Габриэль Маркес - Хроника предсказанной смерти
Годы спустя, когда я возвратился в поисках последних свидетельств для этой хроники, от былого счастья Иоланды де Сиус не осталось и следа. Вещи мало-помалу исчезали, несмотря на охрану, установленную полковником Лазаро Апонте, пропал даже шестидверный зеркальный шкаф, который лучшим плотникам из Момпоса пришлось собирать в доме, потому что он не прошёл в дверь. Поначалу вдовец де Сиус тешил себя мыслью, что всё это – проявления посмертной воли его жены, стремящейся забрать своё. Полковник Апонте над ним потешался. Но однажды ночью, во время спиритического сеанса, устроенного ради разъяснения этой тайны, душа Иоланды де Сиус подтвердила, что именно она собирает для своего загробного дома хлам, оставшийся от обители счастья. Кинта начала разрушаться. Свадебный автомобиль рассыпался на части у дверей, и в конце концов от него остался лишь проржавевший под дождями остов. В течение долгих лет о хозяине автомобиля ничего не было известно. В обвинительном заключении стояло его заявление, но такое краткое и общее, что казалось, его приписали в последний момент, только для проформы. Единственный раз, когда я попытался заговорить с Байардо Сан-Романом 23 года спустя, он принял меня довольно неприветливо и отказался сообщить даже самые незначительные детали, которые хоть сколько-нибудь могли бы прояснить его участие в драме. В любом случае, даже его собственные родители знали о нём не больше чем мы, и ни малейшего представления не имели о том, что он собирался делать в богом забытом городке, куда приехал безо всякой ясной цели, кроме женитьбы на женщине, которая его ни разу прежде не видела.

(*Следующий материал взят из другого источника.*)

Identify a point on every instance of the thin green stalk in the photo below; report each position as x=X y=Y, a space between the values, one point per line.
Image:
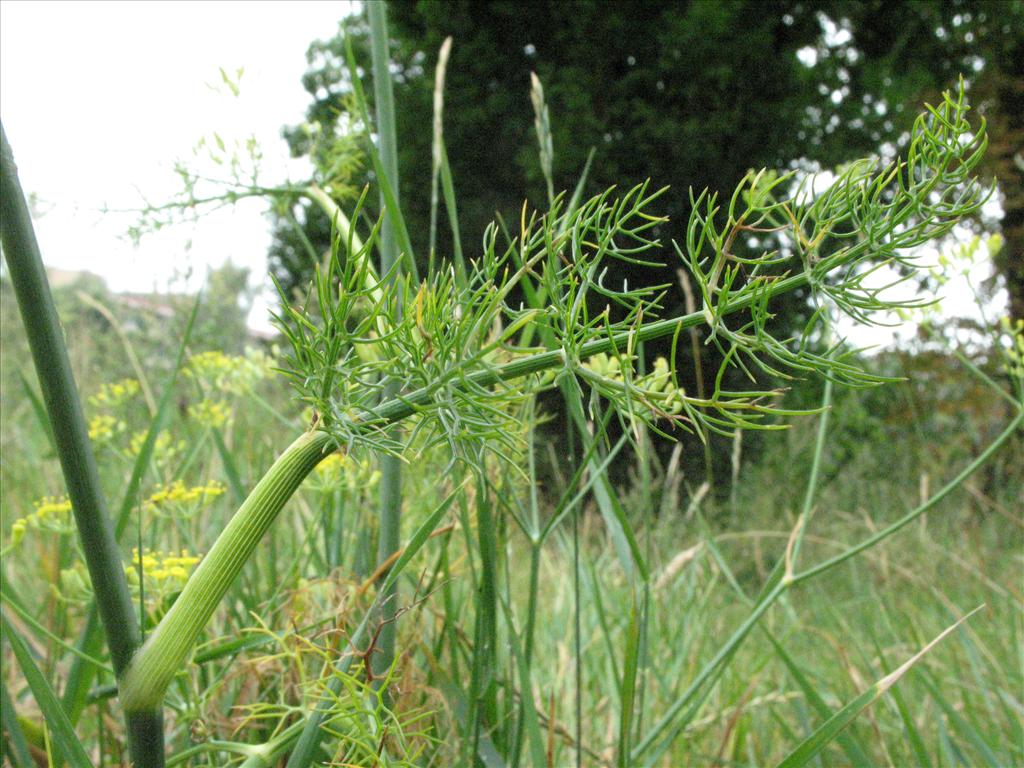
x=769 y=597
x=56 y=381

От Анхелы Викарио, напротив, прилетали весточки, создавшие в моём воображении отстранённый, идеальный образ. Моя сестра-монахиня бывала в Гуахире, пытаясь обратить последних идолопоклонников, и обычно задерживалась поболтать с Анхелой в той деревне, окружённой солёной карибской водой, где старшая Викарио пыталась заживо похоронить дочь. "Привет тебе от кузины", – каждый раз говорила сестра. Сестра Марго, которая тоже ездила к Анхеле первые несколько лет, рассказывала, что Викарио купили дом с огромным патио, стоящий на семи ветрах, основным недостатком которого было то, что по ночам во время высокого прилива заливало выгребные ямы, а в спальнях с утра бились в лужах рыбины.
Все кто видел Анхелу в те времена, сходились в том, что она сосредоточенно и деловито управлялась со швейной машинкой и в работе нашла забвение.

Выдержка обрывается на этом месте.